"Another child who was feeble-minded was helped to be free from his mental inertia and day-dreaming by a story written expressly for him, in which 'I am that which wills' was pictured as a fairy, coming softly to the little boy whose power to try was lost, kissing his eyes, breathing softly upon his lips, putting her finger softly upon his ears—making each more ready and attentive—and finally enthroning the little boy's own fairy in its place in his brain, where the fairy grows more and more princely, and the little boy more and more manly, trying hard, so very hard, to keep the dear little fairy on his throne."

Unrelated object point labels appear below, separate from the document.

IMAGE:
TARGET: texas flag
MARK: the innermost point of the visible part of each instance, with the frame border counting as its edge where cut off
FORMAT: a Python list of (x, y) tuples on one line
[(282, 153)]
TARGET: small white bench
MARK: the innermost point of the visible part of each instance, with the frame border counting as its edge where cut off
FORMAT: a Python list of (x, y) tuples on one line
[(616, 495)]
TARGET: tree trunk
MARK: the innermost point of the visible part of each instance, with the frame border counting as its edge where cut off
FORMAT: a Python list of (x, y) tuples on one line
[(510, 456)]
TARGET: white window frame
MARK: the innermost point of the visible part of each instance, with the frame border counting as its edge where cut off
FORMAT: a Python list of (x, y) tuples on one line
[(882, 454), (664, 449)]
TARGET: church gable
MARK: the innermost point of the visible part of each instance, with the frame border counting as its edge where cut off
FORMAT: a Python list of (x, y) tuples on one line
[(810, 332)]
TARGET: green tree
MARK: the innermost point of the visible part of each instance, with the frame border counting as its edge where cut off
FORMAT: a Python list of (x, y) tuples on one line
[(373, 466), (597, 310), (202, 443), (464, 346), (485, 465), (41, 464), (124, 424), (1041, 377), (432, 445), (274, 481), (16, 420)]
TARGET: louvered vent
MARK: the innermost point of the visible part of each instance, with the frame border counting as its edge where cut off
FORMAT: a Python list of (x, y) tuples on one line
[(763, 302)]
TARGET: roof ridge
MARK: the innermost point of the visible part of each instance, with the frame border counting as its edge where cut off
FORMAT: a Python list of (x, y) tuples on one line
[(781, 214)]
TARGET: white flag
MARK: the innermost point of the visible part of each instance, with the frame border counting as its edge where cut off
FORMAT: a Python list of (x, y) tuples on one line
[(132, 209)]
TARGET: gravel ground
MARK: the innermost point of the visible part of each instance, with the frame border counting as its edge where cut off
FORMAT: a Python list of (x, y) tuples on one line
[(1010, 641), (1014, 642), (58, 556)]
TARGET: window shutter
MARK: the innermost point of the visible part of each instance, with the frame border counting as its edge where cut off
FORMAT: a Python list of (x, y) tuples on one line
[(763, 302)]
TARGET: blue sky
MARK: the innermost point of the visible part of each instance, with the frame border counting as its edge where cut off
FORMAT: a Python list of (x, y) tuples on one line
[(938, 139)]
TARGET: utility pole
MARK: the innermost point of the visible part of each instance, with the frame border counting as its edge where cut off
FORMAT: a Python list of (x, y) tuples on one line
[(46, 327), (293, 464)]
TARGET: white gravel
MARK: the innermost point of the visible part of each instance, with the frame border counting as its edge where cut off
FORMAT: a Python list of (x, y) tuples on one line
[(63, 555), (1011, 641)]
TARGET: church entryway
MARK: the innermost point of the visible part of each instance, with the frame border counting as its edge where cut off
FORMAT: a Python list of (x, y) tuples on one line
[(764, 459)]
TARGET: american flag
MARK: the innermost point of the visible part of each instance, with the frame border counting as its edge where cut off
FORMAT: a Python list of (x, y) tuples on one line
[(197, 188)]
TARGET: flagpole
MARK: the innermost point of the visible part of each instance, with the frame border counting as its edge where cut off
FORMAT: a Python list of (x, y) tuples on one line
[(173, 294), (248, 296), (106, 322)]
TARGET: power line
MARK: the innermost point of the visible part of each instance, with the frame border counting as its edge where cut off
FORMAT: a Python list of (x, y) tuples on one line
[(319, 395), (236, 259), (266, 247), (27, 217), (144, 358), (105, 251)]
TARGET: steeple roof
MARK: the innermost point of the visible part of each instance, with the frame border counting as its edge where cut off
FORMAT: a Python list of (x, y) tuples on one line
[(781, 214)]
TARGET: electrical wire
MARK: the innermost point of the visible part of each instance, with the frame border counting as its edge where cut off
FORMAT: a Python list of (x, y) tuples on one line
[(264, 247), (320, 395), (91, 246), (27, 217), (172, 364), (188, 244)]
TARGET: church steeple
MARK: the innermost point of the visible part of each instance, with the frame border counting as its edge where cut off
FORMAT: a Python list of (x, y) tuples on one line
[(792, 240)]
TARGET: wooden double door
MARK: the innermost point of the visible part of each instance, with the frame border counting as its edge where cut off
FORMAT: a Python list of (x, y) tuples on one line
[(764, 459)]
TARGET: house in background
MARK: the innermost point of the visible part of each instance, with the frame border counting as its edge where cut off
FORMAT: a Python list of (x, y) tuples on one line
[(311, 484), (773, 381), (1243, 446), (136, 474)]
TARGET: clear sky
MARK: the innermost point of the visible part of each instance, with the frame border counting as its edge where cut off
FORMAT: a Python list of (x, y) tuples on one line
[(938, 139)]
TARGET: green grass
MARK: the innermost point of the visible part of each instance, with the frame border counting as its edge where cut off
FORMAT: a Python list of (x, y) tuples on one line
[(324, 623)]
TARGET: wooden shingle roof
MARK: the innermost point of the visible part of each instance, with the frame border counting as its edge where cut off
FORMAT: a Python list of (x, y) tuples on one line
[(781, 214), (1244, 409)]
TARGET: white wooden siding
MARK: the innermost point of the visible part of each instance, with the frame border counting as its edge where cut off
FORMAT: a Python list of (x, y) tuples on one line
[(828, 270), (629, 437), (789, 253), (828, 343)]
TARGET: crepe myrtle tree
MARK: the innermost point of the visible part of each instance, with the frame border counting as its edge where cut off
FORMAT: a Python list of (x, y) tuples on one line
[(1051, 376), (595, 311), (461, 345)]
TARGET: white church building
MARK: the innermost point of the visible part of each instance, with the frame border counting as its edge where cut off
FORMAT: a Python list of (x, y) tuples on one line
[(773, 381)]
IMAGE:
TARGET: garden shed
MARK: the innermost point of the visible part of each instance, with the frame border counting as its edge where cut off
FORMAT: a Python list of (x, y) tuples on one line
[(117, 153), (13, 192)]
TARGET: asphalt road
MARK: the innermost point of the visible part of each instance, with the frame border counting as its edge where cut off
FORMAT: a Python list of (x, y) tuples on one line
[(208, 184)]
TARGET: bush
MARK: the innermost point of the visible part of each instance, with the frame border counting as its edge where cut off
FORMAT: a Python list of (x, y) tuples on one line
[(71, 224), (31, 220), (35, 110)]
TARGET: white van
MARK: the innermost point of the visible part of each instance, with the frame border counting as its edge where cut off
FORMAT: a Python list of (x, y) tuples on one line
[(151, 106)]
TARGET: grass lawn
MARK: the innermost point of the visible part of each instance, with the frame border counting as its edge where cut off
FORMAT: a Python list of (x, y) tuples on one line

Here, then, we have some of the types of picture-work: the picture and the story, the parable in its various forms, and the word-picture—whether of things or actions; illustrations or side-lights, the "likes" with which a skilful teacher illumines his teaching, and the objects, models, maps, and sketches on pad or blackboard, with which he re-enforces the lagging imaginations of his hearers.

What, then, is a picture? A picture is anything that helps us to see more clearly, feel more heartily, and act upon more faithfully the truth which is not or cannot be immediately present to our senses. The truth to be pictured may be the truth of people, places, and actions—external things; it may be the truth of character and of inner life—the things that are unseen, which we could never see at all except by the aid of real things or pictures of real things; just as, for example, our idea of God is built out of our experience of mountains, flowers, thunder-storms, our mother's tenderness, and our father's strength. These pictures may be drawn or painted; they may be expressed in words or in deeds, with pen or brush, with actions, with things.

Where to find our materials and how to use these tools with economy and effectiveness are the questions that next claim our attention.


[1] See Chapter VIII., last heading.

[2] See Chapter VIII.

III.
A PICTURE-BOOK, AND HOW TO USE IT.

The Bible is a picture-book. It is history, literature, logic, philosophy; but, more than all these, for children and all who have the heart of childhood, it is a store-house of pictures.